One study investigating lifelong plasticity involves that of string instrument players. From Elbert et al., 1995, Subjects were surveyed on when they began playing the instrument, which happened to be a violin in this case, and MEG was deployed, measuring magnetic dipole strength in the somatosensory cortex (D5 dipole), specifically on the right side of the brain). A correlation was found between magnetic dipole strength and the age at conception of musical practice. Those who began playing earlier in life had greater magnetic field strength than those who began playing later in life, and everyone who plays a string instrument had greater dipole strength than controls. This shows that plasticity not only occurs in childhood as expected, where we see the greatest strength, but also in adulthood, as evident by the distint field strength even in those who began playing between 15-20 years of age. Moreover, a stark correlation is evident between experience and plasticity in this same regard.

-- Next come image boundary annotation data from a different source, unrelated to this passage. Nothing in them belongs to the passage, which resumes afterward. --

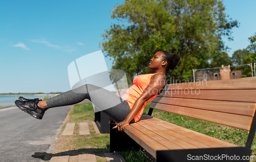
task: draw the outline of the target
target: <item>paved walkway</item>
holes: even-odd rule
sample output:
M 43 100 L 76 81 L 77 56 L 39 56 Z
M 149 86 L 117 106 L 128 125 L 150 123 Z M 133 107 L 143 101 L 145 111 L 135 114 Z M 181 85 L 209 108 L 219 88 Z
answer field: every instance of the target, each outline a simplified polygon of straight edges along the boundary
M 111 153 L 105 153 L 106 161 L 108 162 L 125 162 L 123 157 L 119 155 Z M 69 161 L 70 156 L 55 156 L 51 158 L 50 162 L 71 162 Z M 97 162 L 96 157 L 94 154 L 78 155 L 78 162 Z

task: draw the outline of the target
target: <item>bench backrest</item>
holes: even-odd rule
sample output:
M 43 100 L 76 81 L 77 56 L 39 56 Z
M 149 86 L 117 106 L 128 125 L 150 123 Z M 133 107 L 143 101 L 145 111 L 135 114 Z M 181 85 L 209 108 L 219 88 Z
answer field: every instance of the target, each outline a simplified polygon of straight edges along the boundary
M 250 130 L 256 77 L 167 85 L 150 107 Z

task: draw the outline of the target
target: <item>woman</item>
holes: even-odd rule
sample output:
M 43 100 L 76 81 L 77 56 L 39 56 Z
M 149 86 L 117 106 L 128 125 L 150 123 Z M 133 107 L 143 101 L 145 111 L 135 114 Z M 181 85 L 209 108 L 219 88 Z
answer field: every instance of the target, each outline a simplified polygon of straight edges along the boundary
M 100 110 L 109 107 L 103 111 L 118 123 L 113 128 L 123 131 L 125 126 L 139 120 L 145 105 L 162 92 L 166 84 L 165 73 L 174 69 L 180 60 L 179 55 L 165 51 L 157 52 L 148 66 L 155 70 L 154 73 L 136 76 L 133 85 L 121 98 L 103 88 L 86 84 L 45 100 L 20 97 L 15 103 L 21 110 L 41 119 L 49 108 L 74 104 L 89 99 Z M 119 101 L 118 104 L 116 101 Z

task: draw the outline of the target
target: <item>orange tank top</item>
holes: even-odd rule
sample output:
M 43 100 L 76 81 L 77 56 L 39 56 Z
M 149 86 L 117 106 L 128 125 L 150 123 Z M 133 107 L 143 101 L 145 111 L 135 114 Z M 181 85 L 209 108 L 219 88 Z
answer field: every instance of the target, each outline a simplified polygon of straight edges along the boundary
M 122 98 L 128 102 L 131 110 L 136 100 L 141 96 L 142 92 L 150 84 L 152 76 L 156 74 L 157 73 L 139 75 L 133 79 L 133 86 L 129 88 L 122 96 Z M 134 117 L 135 122 L 137 122 L 141 117 L 145 105 L 158 95 L 158 94 L 156 94 L 145 102 L 141 109 Z

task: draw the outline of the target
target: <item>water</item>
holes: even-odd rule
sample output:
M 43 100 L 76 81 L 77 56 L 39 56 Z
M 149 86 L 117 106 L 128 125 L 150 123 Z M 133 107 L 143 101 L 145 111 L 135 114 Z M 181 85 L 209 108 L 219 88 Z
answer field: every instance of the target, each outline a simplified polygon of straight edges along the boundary
M 49 97 L 52 97 L 56 96 L 55 94 L 49 94 Z M 0 95 L 0 106 L 7 106 L 10 105 L 15 105 L 14 101 L 18 99 L 20 96 L 18 95 Z M 47 97 L 47 95 L 22 95 L 23 97 L 28 99 L 33 99 L 39 98 L 39 99 L 42 99 L 45 97 Z

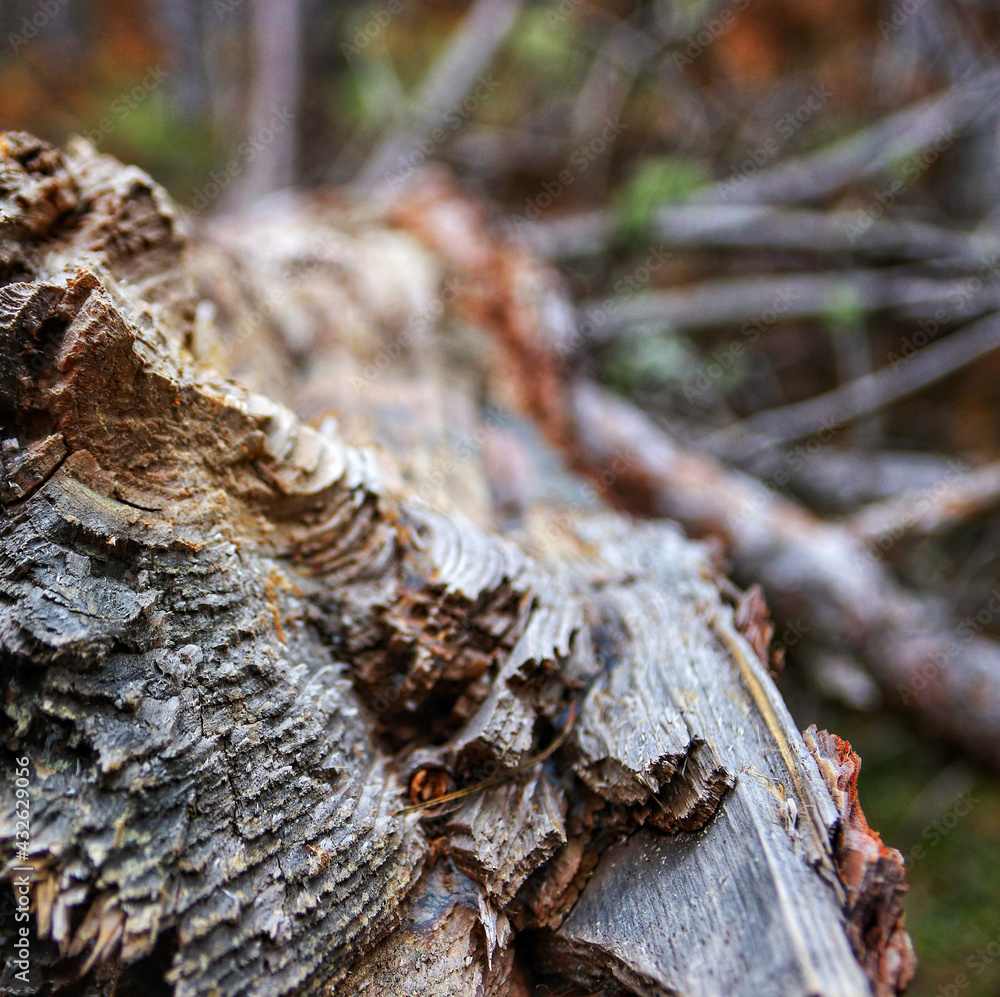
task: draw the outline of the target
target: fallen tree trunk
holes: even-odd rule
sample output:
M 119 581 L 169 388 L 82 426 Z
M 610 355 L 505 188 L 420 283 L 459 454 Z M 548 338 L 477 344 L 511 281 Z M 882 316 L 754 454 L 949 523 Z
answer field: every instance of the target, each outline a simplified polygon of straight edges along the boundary
M 5 993 L 905 986 L 900 857 L 766 624 L 670 524 L 510 471 L 560 425 L 501 362 L 530 265 L 477 331 L 378 219 L 188 243 L 139 171 L 5 148 Z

This aligns with findings from a taxi driver study of plasticity, which shows that increased time as taxi driver is correlated with increased gray matter volume in the posterior hippocampus, suggesting adult plasticity. This was fit with a linear curve, and a clear positive correlation is evident. This demonstrates that experience is directly implicated in lifelong plasticity.
In the Willingham and Lloyd article, we saw four different ways that researchers may use brain data to inform psychological theories, and in turn, educational practice. Discuss two of these approaches, taking care to describe the neuroscientific basis of each an example that includes details about brain regions, neuroscience methods, and the educational implications.
- Direct Observation of Internal Representations
- Investigations of the lateral prefrontal cortex in humans and Macaques using single-unit physiology found that both have cells that preferentially respond to a particular number = representation of number in the brain. E.g., some neurons respond best to the number 4, while a different set will respond best to the number 1. This is quite literally a direct observation of internal representation, and other imaging studies can be, and have been, deployed with similar success in other regions of the brain. This allows us to directly verify our very actions from a neural perspective, visualizing the way by which we think and act. - The Reality of Cognitive Constructs
- Separate Systems for Apparently Unitary Functions
- Reliable Knowledge of Brain Guides Cognitive Theory
- Before brain imaging, psychologists couldn’t agree if mental imagery was based on images or built upon linguistic representations! Studies show that visual areas (occipital lobe/primary visual cortex) are active during mental imagery, and this correlates with mental imagery size as well, with a larger part of occipital cortex active for larger objects (i.e., we use reliable knowledge of the brain to guide this idea that mental imagery is true imagery in the brain)…also, language regions seem uninvolved. Moreover, mental imagery has category selectivity, with mental imagery of faces and places corresponding to FFA and PPA activation, respectively.
This has educational implications because knowing how neuroscience and its findings can influence cognitive theories will be a step closer to taking neuroscience findings and using it to create effective brain-based products for education and other educational teaching methods that allow for the most effective ways for students to learn. In regard to the examples above, being able to literally observe the neurons that fire in response to a given number allows us to tailor products accordingly, and is overall incredibly fascinating to directly observe brain happenings. As for reliable knowledge of brain guiding cognitive theory, it is important from an educational perspective because it literally solved a raging debate of what brain region was responsible for a specific process. Now that it’s solved, we have a grounded theory.